Carmen - posted on 11/14/2013 ( 5 moms have responded )




She intercepts his messages and calls when I want to discuss our children she tells him what he is going to do with his paycheck. When I need so much stuff for the kids now she decides to put stuff in layaway for the kids. He is letting this girl control everything I can't even call and talk to him because she is right there shadowing his phone calls saying no you can't do this or no you can't do that. It is driving me crazy. My kids dad has kids with another woman as well but their kids are older and they haven't been together for years. And the new girlfriend doesn't pull this stuff with the other kids mom just me. Me and my kids dad have a baby that will be here next month and we have a two year old son. Also we have been on and off for 9 years the new woman has only been in the picture for 8 months! Now he has tried to cheat and even leave her for me in that 8 months but she found out and they have broke up behind him still wanting me on numerous occasions. But she took him back again after i told him I didn't want to be with him anymore! Could this be why she acts this way with me and what can I do, because I can't even discuss anything with him without her in our business...
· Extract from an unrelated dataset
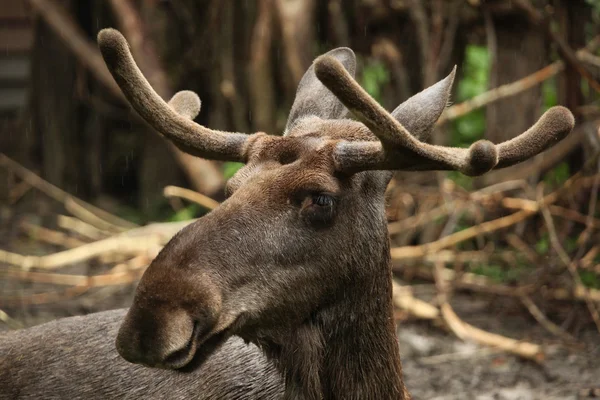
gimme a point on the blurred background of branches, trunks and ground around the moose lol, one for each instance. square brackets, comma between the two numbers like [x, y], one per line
[497, 278]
Jodi - posted on 11/14/2013




Carmen, do you have a child support case? Because if you don't, you need to get one. This is how you get stuff for your kids, not relying on his paycheck. You shouldn't have to call him to ask for money at all.

With the phone calls, tell her that you would like to speak to your ex, not her. Don't discuss it with her. Actually, you can refuse to discuss matters with her. If he wants to see the kids, he can call you. And on that note, get yourself a court order with a visitation schedule, and then it is nicely spelled out to her.


View replies by

Lacye - posted on 11/14/2013




Personally, if I heard her talking in the background, I would tell him that he needs to call you back when he can discuss things with you and you alone. You don't have to go through her just to get things done.
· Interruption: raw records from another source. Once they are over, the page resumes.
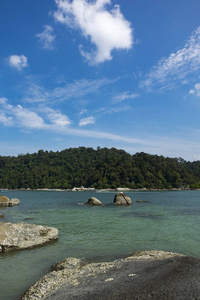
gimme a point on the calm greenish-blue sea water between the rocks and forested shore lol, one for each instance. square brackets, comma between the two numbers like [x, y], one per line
[169, 222]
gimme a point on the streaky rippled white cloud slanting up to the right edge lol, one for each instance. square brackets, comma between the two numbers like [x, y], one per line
[173, 70]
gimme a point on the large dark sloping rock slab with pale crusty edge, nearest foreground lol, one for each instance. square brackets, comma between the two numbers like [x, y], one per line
[148, 275]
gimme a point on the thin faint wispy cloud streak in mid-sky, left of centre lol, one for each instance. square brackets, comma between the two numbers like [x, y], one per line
[79, 88]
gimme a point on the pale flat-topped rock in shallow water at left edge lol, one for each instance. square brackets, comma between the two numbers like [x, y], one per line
[22, 236]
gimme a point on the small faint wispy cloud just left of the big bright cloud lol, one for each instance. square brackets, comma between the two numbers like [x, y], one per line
[47, 37]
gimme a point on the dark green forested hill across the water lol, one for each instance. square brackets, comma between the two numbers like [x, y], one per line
[101, 168]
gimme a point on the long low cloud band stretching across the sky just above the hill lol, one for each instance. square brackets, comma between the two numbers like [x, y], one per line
[58, 125]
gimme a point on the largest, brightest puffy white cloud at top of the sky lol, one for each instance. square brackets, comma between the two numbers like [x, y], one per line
[106, 29]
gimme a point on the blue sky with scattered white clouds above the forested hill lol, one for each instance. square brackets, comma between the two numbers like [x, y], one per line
[108, 73]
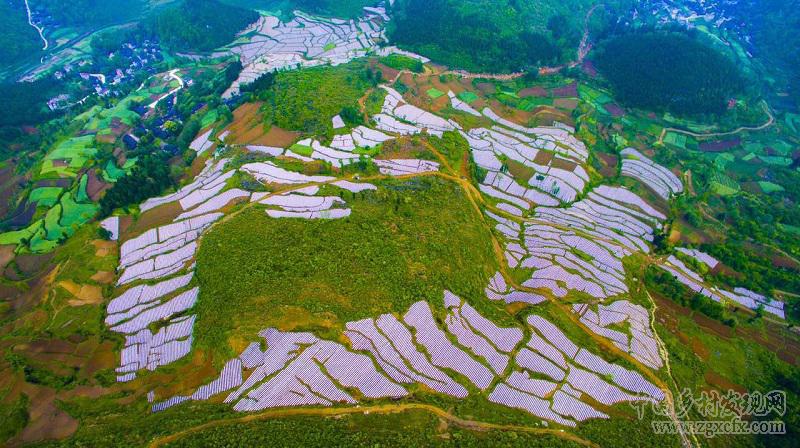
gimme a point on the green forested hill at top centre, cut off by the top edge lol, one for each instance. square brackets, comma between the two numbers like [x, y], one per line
[493, 36]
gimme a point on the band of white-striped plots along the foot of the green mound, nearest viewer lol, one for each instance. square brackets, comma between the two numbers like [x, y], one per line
[386, 358]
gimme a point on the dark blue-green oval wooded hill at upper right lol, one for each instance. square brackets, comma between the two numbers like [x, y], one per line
[668, 72]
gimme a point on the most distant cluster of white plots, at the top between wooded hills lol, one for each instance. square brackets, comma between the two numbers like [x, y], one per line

But Jodi and Shawnn are right. You need to go and have a custody agreement and child support brought up. That is the only way you are going to have any peace.

Carmen - posted on 11/14/2013




christian I wouldn't sit back and just say oh well I will deal with her, hell no! Me and him had these kids together not me and her she is just another chick that he is dating she could be in his life today and out of it tomorrow. Me and him will have these kids for the rest of our lives and she is just going to have to deal with the fact that me and him have to communicate and we have a new born that will be here next month. I just really wanted advice on how to talk and discuss our children without her all in his ear or giving her opinion on something that really has nothing to do with her....
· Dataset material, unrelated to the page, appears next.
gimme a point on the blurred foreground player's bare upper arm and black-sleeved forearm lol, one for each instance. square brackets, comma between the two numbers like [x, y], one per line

♫ Shawnn ♪♫♫ - posted on 11/14/2013




Get an attorney, get court ordered support & visitation set up. Ask that one of the conditions be that only you and your ex may consult about the kids, and that any 3rd party that wants to be in the agreement must be approved by both you and your ex or they don't get involved.

You have every right to tell her that you will not speak to or through her about your children with your ex.

Legacyforce - posted on 11/14/2013




You need a hug, listen right now you are the enemy! If you really need something and you know right now you must go through her, either go through her are do it yourself. Why do you keep going back, he comes back because he is a man and some men just keep going back to home plate, but you that has been on second base for 9 years, you have to realize you are bigger, you are brighter, and you have moved on. Now move on, you are stressing yourself and your unborn child out, and raising a 2 year old, is he crazy and now with another women.
He doesn't know what he wants, but he do know he can come back to you!